This project was originally published as a GitHub repository. Please visit
this page for the full code and additional files
It is no secret that dialogue in movies and series has been unevenly distributed between genders this far, although surprisingly few studies have been conducted on the matter as of yet, and even fewer were published in peer-reviewed journals. Rare and beautiful examples for what could be done include
- the outstanding work by Anderson and Daniels titled “Film Dialogue from 2,000 screenplays, Broken Down by Gender and Age“
- T. Bowe’s “Stargate SG1 Dialogue Text Analysis“, in which he thoroughly analyses dialogue by character, speech content, and positive vs. negative sentiment across five seasons of a sci-fi show.
(both of which, by the way, are filled to the brim with beautiful Data Vizualisation graphics!)
As a lifelong “trekkie”, I was curious as to how this was handled within the Star Trek franchise, a notoriously socially progressive format whose plotlines are frequently driven by themes of morality, tolerance, and equality. Star Trek’s numerous shows and movies, covering roughly 60 years of social development, also make it an ideal target for studies across time.

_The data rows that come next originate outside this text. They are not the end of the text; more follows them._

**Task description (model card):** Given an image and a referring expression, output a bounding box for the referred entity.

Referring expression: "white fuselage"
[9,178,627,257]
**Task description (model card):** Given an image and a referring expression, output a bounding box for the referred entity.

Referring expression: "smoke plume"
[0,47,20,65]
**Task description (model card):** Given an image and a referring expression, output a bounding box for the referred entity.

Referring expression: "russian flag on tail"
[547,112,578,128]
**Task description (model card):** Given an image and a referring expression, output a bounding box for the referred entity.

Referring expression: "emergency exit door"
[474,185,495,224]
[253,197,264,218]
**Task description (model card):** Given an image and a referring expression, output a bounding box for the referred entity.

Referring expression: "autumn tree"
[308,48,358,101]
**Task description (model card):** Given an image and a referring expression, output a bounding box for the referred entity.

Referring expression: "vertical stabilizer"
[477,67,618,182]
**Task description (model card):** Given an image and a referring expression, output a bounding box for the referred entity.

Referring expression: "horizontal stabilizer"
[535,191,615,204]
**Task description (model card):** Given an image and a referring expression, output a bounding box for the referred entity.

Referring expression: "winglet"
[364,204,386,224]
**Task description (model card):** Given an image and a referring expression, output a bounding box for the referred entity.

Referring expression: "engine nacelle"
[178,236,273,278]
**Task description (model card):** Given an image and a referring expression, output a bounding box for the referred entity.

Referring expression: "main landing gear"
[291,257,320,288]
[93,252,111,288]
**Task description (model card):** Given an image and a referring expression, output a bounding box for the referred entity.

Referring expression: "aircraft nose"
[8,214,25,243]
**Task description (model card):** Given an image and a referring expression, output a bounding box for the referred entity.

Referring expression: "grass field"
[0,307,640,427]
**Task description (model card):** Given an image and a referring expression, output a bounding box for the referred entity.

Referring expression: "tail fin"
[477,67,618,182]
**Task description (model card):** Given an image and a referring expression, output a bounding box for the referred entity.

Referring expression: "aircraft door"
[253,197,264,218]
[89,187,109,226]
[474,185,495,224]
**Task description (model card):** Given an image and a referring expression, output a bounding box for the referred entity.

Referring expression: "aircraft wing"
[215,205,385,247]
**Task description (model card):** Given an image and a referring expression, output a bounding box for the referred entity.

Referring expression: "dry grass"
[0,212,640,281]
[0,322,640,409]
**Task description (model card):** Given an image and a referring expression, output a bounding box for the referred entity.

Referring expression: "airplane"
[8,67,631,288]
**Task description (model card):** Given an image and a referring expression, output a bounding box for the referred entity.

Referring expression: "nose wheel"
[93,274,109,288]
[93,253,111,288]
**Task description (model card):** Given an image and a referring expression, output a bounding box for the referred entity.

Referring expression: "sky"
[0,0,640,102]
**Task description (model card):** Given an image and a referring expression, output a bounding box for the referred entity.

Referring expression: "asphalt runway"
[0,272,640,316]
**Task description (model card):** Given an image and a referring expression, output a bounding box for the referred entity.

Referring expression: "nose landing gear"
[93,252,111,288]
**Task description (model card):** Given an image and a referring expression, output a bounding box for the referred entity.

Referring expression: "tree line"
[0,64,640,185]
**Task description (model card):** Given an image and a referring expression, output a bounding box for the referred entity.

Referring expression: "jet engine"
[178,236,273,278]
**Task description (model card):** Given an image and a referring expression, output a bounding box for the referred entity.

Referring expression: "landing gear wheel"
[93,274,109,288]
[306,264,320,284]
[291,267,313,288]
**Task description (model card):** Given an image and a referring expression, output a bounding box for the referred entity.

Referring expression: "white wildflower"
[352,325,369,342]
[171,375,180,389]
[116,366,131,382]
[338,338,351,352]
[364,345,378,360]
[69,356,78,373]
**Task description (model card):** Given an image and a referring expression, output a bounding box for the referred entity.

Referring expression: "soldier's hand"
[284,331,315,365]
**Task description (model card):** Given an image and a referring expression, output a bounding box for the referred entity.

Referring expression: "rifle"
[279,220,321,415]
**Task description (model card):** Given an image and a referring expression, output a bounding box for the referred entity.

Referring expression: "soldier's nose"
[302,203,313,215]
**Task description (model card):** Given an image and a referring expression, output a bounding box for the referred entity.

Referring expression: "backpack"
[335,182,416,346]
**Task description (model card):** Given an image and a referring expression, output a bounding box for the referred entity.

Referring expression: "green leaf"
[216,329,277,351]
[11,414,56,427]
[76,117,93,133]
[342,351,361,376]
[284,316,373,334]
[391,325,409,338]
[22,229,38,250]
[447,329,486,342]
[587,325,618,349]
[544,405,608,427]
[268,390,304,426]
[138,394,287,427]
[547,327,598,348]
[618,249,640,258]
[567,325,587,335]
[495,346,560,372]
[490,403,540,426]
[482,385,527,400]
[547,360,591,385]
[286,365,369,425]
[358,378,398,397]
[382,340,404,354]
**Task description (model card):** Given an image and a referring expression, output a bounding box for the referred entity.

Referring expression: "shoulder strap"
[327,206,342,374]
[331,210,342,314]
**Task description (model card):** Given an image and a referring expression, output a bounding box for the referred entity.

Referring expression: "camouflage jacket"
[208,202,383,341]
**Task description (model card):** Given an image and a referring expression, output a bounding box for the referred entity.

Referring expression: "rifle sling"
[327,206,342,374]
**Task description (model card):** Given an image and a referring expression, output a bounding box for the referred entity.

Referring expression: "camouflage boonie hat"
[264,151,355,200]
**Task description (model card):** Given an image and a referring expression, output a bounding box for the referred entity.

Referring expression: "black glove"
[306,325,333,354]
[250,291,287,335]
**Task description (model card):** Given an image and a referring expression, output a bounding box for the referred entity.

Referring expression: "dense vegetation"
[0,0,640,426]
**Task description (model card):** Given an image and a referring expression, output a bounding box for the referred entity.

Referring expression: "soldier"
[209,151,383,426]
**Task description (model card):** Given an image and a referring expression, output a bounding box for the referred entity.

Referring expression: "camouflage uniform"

I analysed the transcripts of most Star Trek series for the ratio of male, female, and gender-neutral characters with speaking roles, as well as how many lines of dialogue are spoken by each gender. In particular, I focused on how this distribution changed over time.
These are the series I included in the project:
title | abbreviation | originally aired |
Star Trek: The Original Series | TOS | 1966-1969 |
Star Trek: The Animated Series | TAS | 1973-1974 |
Star Trek: The Next Generation | TNG | 1987-1994 |
Star Trek: Deep Space Nine | DS9 | 1993-1999 |
Star Trek: Voyager | VOY | 1995-2001 |
Star Trek: Enterprise | ENT | 2001-2005 |
Star Trek: Discovery | DIS | 2017-2021 |
Star Trek: Picard | PIC | 2020-2020 |
The main steps in this analysis were:
- collecting and preparing the data
- bringing in additional, manually prepared metadata
- analysis of gender in individual series
- analysis of gender across all series with time
1. Collecting and preparing the data
I initially was inspired by, and worked from, a dataset of “Star Trek Scripts” from Kaggle (Source). While working with this data, however, I noticed some issues that required extensive cleaning, and some issues that I was unable to correct at all. Furthermore, having been created several years ago, the dataset did not include the most recent Star Trek series “Discovery” and “Picard” (which, spoiler!, have turned out to be pivotal here).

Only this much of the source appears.